The regulatory framework
UK listed companies operate within a framework designed to ensure fair, timely, and accurate disclosure. The key principle: all investors should have access to the same material information at the same time.
Key regulations
- Market Abuse Regulation (UK MAR) — prohibits insider dealing and requires prompt disclosure of inside information
- FCA Listing Rules — requirements for companies on the Main Market, including continuing obligations
- Disclosure Guidance and Transparency Rules (DTR) — rules on periodic financial reporting and major shareholding notifications
- AIM Rules — separate rulebook for AIM companies, enforced through Nominated Advisers
The consequence of non-compliance ranges from public censure to fines, suspension, and ultimately delisting. Directors can face personal liability for failures in disclosure.
The RNS system
The Regulatory News Service (RNS), operated by the London Stock Exchange, is the primary channel for regulatory announcements. It handles 90%+ of all UK regulatory announcements[28] — when a company has material information to disclose, it submits to RNS for immediate distribution.
What gets announced
- Results — annual, interim, and trading updates
- Director dealings — share purchases and sales by insiders
- Major shareholdings — when significant holders cross thresholds
- Corporate actions — dividends, share issues, M&A activity
- Material contracts — significant commercial developments
The process
Announcements are typically drafted in Microsoft Word, formatted according to RNS templates, and submitted through the RNS portal. Once approved, they're distributed simultaneously to all connected terminals and data vendors.
This process is effective for compliance but creates challenges: announcements are essentially PDF documents masquerading as data. Key figures are buried in prose. Structured, machine-readable information is the exception, not the rule.
Primary Information Providers
There are 6 FCA-approved Primary Information Providers[28] in the UK. While RNS holds over 90% market share, companies can also use:
- Business Wire
- PR Newswire (Cision)
- GlobeNewswire
- Notified (EQS Group)
- Modular Finance (MFN) — approved October 2024, the newest entrant
All PIPs must meet FCA requirements for immediate distribution, but the practical reality is that RNS handles the vast majority of UK regulatory announcements.
The reality of IR teams
Despite the weight of regulatory obligation and strategic importance, most IR functions operate with remarkably limited resources.
Challenges vary by market cap
#1 challenge: Finding investors (64%)
Highest retail ownership — 29% report retail making up 41%+ of their base[35]
#1 challenge: Finding investors (47%)
Highest tech satisfaction (83%) despite smaller budgets[35]
#1 challenge: Storytelling (50%)
Squeezed — can't out-resource large caps or out-hustle small caps[35]
#1 challenge: Macro uncertainty (50%)
42% have teams of 4+, 87% tech satisfaction[35]
Beyond compliance: investor relations
Regulatory disclosure is the baseline — necessary but not sufficient. Companies also engage in voluntary communication to build understanding, trust, and ultimately a fair valuation.
Compliance layer
Mandatory disclosures through RNS. Non-negotiable, time-sensitive, legally required.
Results, director dealings, major shareholdings, material events.
Engagement layer
Voluntary communication to build relationships. Strategic, ongoing, discretionary.

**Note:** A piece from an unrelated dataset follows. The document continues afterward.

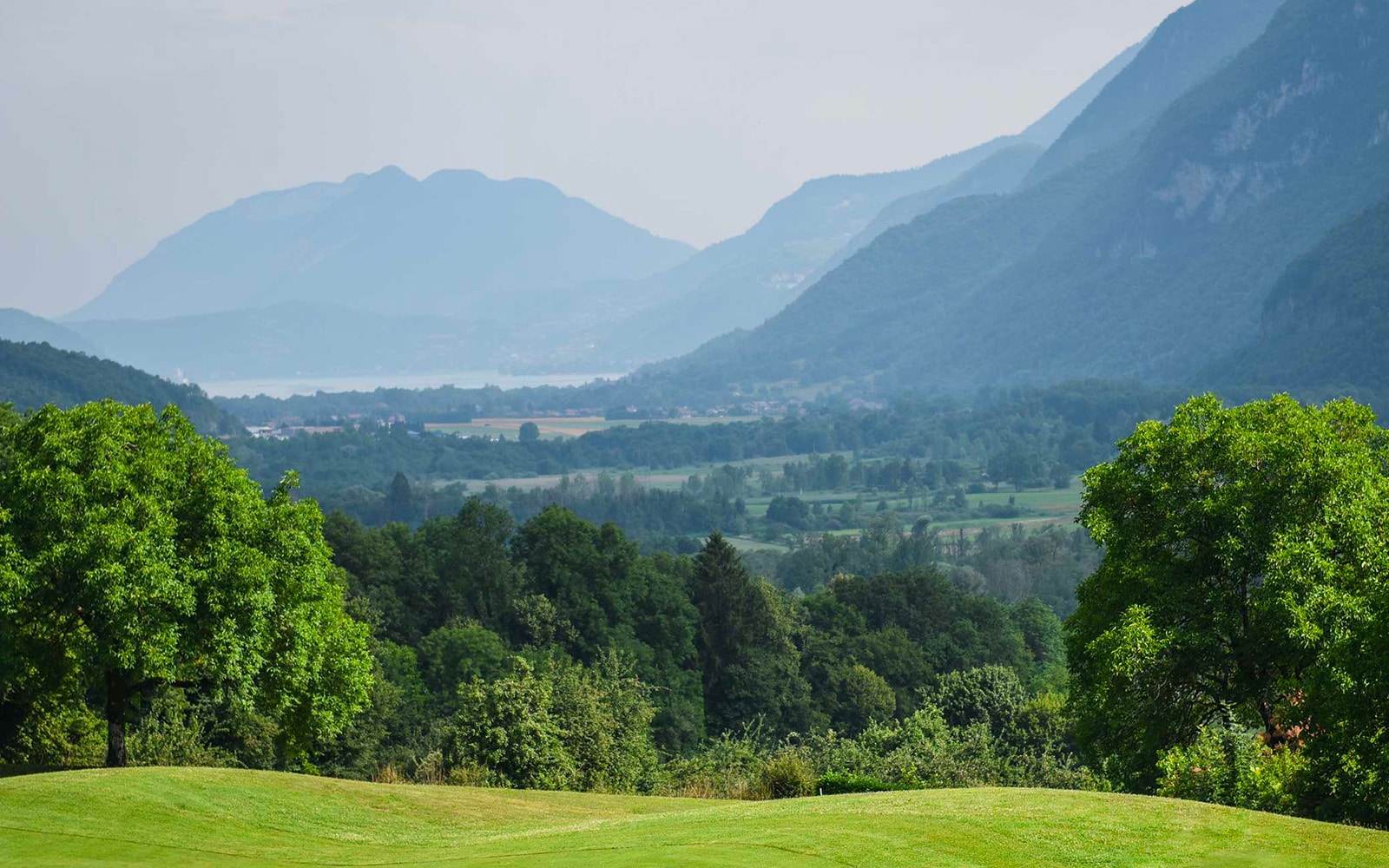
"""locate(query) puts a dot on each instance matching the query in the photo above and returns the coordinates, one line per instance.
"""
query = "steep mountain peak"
(1188, 48)
(453, 243)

Presentations, roadshows, investor days, media engagement.
The global average investor relations budget is around $371,000 per year[4] — covering staff, advisers, events, and tools. For FTSE 100 companies, the figure is considerably higher. For small caps on AIM, it may be a fraction of that, often handled by management directly.
This creates a two-tier system: large companies can engage deeply with analysts and investors, while smaller companies struggle to be heard at all — despite having the highest proportion of retail shareholders who need that engagement most.
The information gap
A well-resourced investor relations function can make a material difference to valuation. Research shows that companies with better disclosure trade at premium multiples, have lower cost of capital, and attract more stable shareholder bases.
But for smaller companies, the economics don't work. They can't afford dedicated IR teams, commissioned research, or expensive roadshows. The result is an information vacuum that technology is only beginning to address.
MiFID II exacerbated this problem by unbundling research payments, leading brokers to cut coverage of smaller companies. Many AIM stocks now have zero analyst coverage — making it harder for investors to find and evaluate them.
Meanwhile, 67% of executives agree that IR spends too much time on admin tasks[32] — time that could be spent on the strategic communication and engagement that actually moves the needle.